A sexist culture and severe budget cuts has put Australian radio back on top of the Australian news list. Jennifer Huynh considers the fate of Australian radio in a consumer dictated world.

 

A sexist culture and severe budget cuts has put Australian radio back on top of the Australian news list.

Radio has long received criticism of its gendered culture, the recent sackings of high profile women and staff cuts at ABC’s Radio National begs the question, is radio a dying industry?

Now, radio completes with several streaming services that allow listeners to narrow down exactly what they want to hear.

Pandora uses music analysis to create personalised playlists for listeners based on suggestions they enter. Spotify is an on-demand music streaming service with an extensive library of artists and playlists and includes nifty tools like matching the beat of your running step with your favourite music.

Importantly, both these services allow listeners to by-pass ads for a low subscription fee. Listeners can also access Itunes as a marketplace for all their podcast and music purchasing needs.

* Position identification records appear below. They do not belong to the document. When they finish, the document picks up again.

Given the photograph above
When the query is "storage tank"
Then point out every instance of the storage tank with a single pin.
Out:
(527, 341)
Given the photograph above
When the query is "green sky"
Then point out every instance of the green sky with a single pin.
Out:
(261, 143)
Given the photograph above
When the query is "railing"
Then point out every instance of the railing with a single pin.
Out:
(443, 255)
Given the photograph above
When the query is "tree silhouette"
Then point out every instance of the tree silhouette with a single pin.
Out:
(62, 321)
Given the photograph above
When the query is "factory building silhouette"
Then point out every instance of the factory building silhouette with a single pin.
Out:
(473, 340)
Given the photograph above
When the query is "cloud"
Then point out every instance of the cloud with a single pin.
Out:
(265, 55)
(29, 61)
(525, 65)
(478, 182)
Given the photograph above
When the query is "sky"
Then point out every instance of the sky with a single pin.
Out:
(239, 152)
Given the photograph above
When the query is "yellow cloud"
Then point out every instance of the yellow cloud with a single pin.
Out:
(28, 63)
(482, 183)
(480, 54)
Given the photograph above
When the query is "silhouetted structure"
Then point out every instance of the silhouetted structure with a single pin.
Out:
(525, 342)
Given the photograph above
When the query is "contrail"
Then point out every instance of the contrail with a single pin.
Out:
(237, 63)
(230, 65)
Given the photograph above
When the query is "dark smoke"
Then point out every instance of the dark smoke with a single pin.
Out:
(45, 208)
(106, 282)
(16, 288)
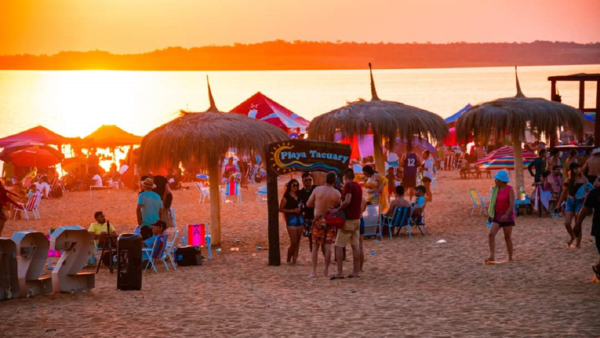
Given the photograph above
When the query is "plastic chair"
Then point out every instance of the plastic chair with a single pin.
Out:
(156, 252)
(199, 235)
(371, 219)
(401, 217)
(261, 193)
(232, 189)
(204, 193)
(478, 201)
(170, 248)
(32, 205)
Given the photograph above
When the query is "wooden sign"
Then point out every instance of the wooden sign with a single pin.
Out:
(301, 155)
(297, 155)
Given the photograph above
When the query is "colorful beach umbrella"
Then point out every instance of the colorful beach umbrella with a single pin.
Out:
(504, 158)
(34, 157)
(261, 107)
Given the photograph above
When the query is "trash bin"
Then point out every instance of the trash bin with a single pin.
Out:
(129, 262)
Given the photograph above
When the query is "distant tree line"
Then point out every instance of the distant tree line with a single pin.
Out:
(307, 55)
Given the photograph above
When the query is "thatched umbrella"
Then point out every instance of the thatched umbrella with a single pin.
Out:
(510, 117)
(204, 138)
(386, 119)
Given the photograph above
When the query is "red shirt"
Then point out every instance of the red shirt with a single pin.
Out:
(353, 211)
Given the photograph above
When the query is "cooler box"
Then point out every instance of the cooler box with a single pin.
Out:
(188, 255)
(129, 262)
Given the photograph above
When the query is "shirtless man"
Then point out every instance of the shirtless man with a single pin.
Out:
(400, 201)
(591, 168)
(322, 199)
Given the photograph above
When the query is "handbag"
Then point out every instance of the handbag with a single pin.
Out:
(294, 220)
(335, 219)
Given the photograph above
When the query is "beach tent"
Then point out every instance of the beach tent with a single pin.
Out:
(451, 121)
(36, 134)
(110, 136)
(260, 107)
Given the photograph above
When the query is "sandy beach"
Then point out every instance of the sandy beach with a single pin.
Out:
(410, 287)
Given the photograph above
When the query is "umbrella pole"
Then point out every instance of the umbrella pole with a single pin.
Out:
(215, 202)
(377, 149)
(518, 164)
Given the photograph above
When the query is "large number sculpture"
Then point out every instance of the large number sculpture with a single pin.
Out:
(76, 244)
(32, 248)
(9, 281)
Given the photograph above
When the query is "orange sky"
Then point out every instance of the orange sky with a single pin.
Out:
(133, 26)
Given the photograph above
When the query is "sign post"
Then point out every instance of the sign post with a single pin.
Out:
(297, 155)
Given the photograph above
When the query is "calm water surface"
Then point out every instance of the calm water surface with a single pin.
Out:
(75, 103)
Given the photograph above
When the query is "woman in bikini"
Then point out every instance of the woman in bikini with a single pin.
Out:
(502, 214)
(290, 207)
(574, 192)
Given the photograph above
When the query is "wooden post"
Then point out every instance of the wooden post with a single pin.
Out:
(273, 206)
(582, 96)
(379, 163)
(215, 202)
(597, 126)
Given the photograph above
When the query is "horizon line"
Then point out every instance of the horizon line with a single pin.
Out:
(338, 42)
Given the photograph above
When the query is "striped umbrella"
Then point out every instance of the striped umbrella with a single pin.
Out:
(504, 158)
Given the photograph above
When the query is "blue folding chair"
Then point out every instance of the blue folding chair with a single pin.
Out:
(400, 218)
(156, 252)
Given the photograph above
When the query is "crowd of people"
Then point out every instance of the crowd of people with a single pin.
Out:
(308, 211)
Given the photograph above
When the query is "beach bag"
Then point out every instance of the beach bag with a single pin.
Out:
(335, 220)
(294, 220)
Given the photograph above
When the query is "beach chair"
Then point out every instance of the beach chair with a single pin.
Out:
(170, 249)
(371, 220)
(419, 224)
(261, 193)
(478, 201)
(232, 189)
(400, 218)
(199, 235)
(32, 206)
(204, 193)
(156, 252)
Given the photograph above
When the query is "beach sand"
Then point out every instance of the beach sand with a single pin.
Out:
(410, 287)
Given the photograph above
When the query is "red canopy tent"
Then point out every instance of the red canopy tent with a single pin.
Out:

This creates an environment for radio that is extremely difficult to compete within. People are no longer forced to listen advertisements or hosts they are not interested in to hear the songs they like.

Whether radio will die completely is unknown, but the industry has to adjust and innovate as the shift into music streaming and podcasts is undeniable.

Successful podcasting can be valuable contribution to content marketing. It is able to reach an audience that has an interest in your subject area. It’s also easy to generate material for podcasts such as through interview like questions. These podcasts can be turned into written material by using and editing transcripts.